Mas, para ela, seguir os passos da mãe e do avô não foi um caminho óbvio. Apesar de ajudar no salão desde adolescente, a empreendedora estudou arquitetura durante dois anos até perceber que era apaixonada mesmo por cabelo. Ao voltar para a empresa da família, ela teve a missão de aprimorar as fórmulas dos produtos usados no salão. “No começo, nossos produtos duravam um mês e precisavam ficar guardados na geladeira. A gente tinha nosso próprio jeito de fazer, as ervas primeiro viravam infusões e depois shampoos, mas não conseguiríamos ganhar escala dessa forma, a indústria não queria fabricar”, conta. O jeito que ela encontrou para dialogar com os fabricantes foi estudar cosmetologia. “Meu foco era desenvolver produtos que não agredissem nem o ser humano, nem o meio ambiente. De que adianta um shampoo com maior período de conservação, mas mais poluente?”, diz Cris.
Aliando o conhecimento familiar com o que aprendeu na indústria farmacêutica, Cris levou o Laces para um novo patamar. Já consagrada na capital paulista, a empresa buscou a partir de 2011 uma gestão mais profissional para expandir os salões e os produtos naturais nacionalmente. Com isso, Itamar Cechetto, esposo de Cris, assumiu a presidência do negócio, enquanto ela hoje comanda as áreas de desenvolvimento de produto e de pessoas. “Adoro estar todo dia no salão, em contato com os clientes e com os funcionários. Aqui, todos que entram precisam passar por um treinamento para aprender sobre os produtos e sobre nossas práticas sustentáveis”, conta a empreendedora.

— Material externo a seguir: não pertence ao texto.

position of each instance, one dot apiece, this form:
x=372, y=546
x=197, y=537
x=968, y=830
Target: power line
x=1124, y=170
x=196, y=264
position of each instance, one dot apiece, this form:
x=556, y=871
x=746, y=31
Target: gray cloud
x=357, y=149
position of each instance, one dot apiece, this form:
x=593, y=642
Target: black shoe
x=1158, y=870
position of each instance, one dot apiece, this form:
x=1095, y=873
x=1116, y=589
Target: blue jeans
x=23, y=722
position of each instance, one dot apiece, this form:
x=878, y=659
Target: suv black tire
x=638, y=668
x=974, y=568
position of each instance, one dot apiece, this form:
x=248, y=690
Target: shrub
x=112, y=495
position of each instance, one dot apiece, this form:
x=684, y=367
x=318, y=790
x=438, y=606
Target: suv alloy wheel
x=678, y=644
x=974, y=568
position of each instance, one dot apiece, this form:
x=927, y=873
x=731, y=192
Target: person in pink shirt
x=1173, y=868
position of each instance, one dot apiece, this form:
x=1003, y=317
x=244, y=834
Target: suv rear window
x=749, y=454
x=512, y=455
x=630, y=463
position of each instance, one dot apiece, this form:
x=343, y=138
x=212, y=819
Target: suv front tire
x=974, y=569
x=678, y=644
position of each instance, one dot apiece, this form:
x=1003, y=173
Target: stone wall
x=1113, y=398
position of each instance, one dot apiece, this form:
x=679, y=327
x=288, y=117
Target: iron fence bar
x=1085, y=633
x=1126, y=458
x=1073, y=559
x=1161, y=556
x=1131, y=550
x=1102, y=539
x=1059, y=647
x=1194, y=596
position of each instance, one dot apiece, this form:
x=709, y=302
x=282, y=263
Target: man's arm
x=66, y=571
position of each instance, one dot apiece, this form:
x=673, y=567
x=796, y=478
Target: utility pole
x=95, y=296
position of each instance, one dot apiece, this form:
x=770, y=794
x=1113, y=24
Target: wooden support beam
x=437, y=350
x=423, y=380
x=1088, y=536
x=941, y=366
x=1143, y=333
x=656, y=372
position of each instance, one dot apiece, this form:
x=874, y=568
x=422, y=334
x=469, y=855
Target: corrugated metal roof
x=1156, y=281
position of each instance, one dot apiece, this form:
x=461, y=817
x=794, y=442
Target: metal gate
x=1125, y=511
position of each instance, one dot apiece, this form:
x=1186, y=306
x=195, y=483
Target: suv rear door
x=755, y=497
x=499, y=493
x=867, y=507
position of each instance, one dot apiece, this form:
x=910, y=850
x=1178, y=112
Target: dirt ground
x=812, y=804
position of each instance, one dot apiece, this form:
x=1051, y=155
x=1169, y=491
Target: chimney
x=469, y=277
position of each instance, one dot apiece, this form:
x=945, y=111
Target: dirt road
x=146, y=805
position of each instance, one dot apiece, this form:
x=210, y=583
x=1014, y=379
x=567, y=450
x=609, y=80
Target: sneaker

No salão, por exemplo, os profissionais de beleza são ensinados a utilizar uma ferramenta própria para fazer luzes e reflexos nos cabelos, já que desde 2006 a empresa não utiliza mais papel alumínio nesses procedimentos — no total, mais de 11 toneladas do material já foram economizadas. Na frente de produto, além de utilizar plástico biodegradável para as embalagens, Cris se preocupa em criar fórmulas não poluentes. No Brasil, o Laces foi um dos primeiros salões a desenvolver colorações para cabelo utilizando somente plantas.